Da sempre, dal mio sempre, le estati calabresi hanno visto accendersi di roghi le colline e la montagna – l’Aspromonte in specie e di fronte, aldilà del mare doppio, i siculi monti Peloritani.
Vista consueta nelle notti d’agosto: guarda c’è un incendio, ancora e come sempre, si diceva con il rammarico di chi sapeva che non è mai un accidente. Oggi però non è più ‘come sempre’, ammesso e non concesso che ci si potesse cullare in quell’avverbio. Ora l’Aspromonte non cessa di bruciare nel suo cuore più antico, nella sua radice grecanica, nelle altezze vertiginose delle sue faggete patrimonio dell’Unesco: se volevamo dare sostanza, concretissima e simbolica, all’allarme degli scienziati del clima, non avrebbe potuto essere, l’avvertimento, più violento e ultimativo. E vale la pena leggere per intero cosa scrivono le guide del parco nazionale dell’Aspromonte: la montagna brucia per mano umana e dietro il crimine del fuoco c’è la lunga catena delle omissioni, delle responsabilità e dell’assenza di cura. E no, scrivono le guide, “non stiamo parlando di qualche boschetto, buono per farci una passeggiatina e pubblicare un paio di foto su instagram, ma sono i boschi della zona a tutela integrale, dall’altissimo valore naturalistico per noi, per la Calabria, l’Italia e per tutto il mondo. È come se bruciassero i Bronzi di Riace e noi li potessimo vedere mentre il metallo si scioglie e cola sulle basi di marmo… anzi peggio, perché questo fuoco causerà gravi danni alle nostre vite nel prossimo e medio futuro” .
Lontano da riflettori che più di tanto non si accendono – la Calabria resta remota, inchiodata allo stereotipo di una univoca narrazione di terra perduta, leggere per capirne di più ‘A sud del sud’ di Giuseppe Smorto – la guerra dell’Aspromonte per la propria e nostra sopravvivenza conta a oggi anche quattro vittime umane, le altre sono ad oggi incalcolabili. Come verranno archiviate le morti umane degli incendi dell’estate 2021? Si ricorderà che sono morti sul lavoro – il lavoro antico dei campi e degli oliveti e dell’allevamento, il lavoro duro della aree interne che ostinatamente qualcuno continua a fare – e allo stesso tempo morti ammazzati dal crimine del fuoco e vittime della crisi climatica? Si ricorderà la storia così calabrese del pensionato di Grotteria, Mario Zavaglia si chiamava, carbonizzato mentre in casolare cercava di salvare i suoi pochi animali dal fuoco? Le cronache locali danno particolari: si racconta che da tanto tempo era emigrato al nord ma sempre tornava al paese, qualcun altro dice che a trovarlo è stato il figlio, appena rientrato, lui, da Milano per le ferie. Emigrazione, il destino di tanti in questa ed altre terre che si spopolano e riaccolgono d’estate chi torna in un illusorio ricongiungimento con affetti, radici, consuetudini, modi di vivere antichi.

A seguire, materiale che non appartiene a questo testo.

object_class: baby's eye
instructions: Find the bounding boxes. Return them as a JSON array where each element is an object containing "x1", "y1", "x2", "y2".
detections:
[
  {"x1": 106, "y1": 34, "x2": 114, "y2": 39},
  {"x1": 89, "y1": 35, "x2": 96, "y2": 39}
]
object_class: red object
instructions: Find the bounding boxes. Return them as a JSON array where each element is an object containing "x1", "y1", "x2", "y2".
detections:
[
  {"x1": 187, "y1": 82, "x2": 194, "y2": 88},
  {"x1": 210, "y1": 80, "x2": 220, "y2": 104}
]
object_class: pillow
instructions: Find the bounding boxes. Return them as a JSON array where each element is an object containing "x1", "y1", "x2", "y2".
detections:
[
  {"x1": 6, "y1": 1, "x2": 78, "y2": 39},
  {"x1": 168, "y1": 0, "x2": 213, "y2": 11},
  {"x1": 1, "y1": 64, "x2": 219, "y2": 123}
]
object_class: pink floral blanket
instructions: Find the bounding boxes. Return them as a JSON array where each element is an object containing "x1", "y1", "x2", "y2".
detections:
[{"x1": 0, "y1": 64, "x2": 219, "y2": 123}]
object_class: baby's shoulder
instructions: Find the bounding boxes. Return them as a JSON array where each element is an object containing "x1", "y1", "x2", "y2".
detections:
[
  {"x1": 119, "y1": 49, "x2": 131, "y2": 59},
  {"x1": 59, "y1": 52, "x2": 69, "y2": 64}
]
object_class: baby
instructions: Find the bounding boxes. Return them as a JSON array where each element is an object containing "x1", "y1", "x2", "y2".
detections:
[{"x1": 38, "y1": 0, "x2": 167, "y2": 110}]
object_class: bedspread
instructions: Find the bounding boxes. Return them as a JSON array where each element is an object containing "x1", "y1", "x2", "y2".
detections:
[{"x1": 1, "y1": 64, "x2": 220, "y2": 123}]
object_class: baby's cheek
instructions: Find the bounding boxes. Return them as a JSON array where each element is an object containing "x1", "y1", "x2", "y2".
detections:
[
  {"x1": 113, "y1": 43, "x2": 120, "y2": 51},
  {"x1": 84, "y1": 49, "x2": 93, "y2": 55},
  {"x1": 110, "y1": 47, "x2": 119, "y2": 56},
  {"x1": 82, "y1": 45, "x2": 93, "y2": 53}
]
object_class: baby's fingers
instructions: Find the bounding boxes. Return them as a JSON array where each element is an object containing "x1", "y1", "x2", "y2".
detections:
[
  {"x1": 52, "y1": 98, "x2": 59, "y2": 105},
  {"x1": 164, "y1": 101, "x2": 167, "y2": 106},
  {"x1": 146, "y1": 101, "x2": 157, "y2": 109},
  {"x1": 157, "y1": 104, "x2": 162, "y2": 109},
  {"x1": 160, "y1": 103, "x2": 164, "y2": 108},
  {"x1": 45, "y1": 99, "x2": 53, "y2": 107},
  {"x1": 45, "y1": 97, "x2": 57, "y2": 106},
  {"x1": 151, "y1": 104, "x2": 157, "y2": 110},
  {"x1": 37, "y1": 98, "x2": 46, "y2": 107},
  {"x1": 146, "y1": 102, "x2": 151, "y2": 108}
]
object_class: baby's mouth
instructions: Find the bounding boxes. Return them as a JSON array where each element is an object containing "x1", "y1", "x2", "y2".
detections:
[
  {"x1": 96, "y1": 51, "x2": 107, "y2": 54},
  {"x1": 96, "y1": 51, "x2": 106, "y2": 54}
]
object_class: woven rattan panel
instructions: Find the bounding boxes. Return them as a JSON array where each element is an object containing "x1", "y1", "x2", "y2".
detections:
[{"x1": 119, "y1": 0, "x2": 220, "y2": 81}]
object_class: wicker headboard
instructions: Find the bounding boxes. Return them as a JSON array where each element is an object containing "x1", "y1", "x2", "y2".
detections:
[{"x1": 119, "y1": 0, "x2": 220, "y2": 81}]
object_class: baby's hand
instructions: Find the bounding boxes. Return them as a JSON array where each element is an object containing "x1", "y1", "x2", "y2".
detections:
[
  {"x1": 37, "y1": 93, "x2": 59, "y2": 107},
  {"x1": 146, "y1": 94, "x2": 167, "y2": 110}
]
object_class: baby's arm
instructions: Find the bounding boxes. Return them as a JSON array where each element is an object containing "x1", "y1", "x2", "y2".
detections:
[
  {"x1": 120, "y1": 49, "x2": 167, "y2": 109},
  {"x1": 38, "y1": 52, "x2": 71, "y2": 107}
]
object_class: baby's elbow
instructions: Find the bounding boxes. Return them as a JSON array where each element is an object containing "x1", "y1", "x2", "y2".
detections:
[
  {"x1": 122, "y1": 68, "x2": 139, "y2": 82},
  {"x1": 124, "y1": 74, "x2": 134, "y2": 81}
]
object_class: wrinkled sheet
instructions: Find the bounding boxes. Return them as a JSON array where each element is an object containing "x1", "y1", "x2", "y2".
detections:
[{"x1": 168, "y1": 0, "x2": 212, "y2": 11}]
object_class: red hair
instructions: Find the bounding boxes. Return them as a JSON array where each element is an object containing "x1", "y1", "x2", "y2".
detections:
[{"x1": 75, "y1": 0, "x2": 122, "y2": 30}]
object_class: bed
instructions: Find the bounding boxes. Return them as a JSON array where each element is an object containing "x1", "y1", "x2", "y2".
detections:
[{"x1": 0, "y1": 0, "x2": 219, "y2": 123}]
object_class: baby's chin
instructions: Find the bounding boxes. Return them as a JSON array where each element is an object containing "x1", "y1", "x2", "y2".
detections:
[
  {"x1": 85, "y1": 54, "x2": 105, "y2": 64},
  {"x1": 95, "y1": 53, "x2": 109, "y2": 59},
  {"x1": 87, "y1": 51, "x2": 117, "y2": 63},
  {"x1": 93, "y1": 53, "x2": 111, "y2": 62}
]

Difficile adesso rintracciare speranza. La terra non solo arde, ma patisce incurie, inciviltà, eterni problemi e incapacità a risolverli: mentre l’Aspromonte brucia, protestano i cittadini per l’acqua che manca nelle case ma che sgorga dalle buche per strada, articoli di cronaca salutano come evento la rimozione di una delle troppe microdiscariche di rifiuti, i falò della notte di san Lorenzo hanno lasciato in eredità alla spiaggia, che solo un anno fa ha visto la nascita emozionante di una quarantina di tartarughe, spazzatura prontamente documentata sui social. Sotto un termometro implacabile la terra sembra ancora più esausta, più al capolinea che in altri luoghi e la responsabilità umana ancora più pesante e colpevole. Resistono per fortuna alcune lucide voci – qui quella dello scrittore Gioacchino Criaco che a metà agosto avrebbe dovuto radunare nei luoghi di Alvaro e di Strati persone e pensieri per la rassegna ‘Gente d’Aspromonte’ – che non si stancano di sollecitare progetti e cura per la grande montagna che lotta.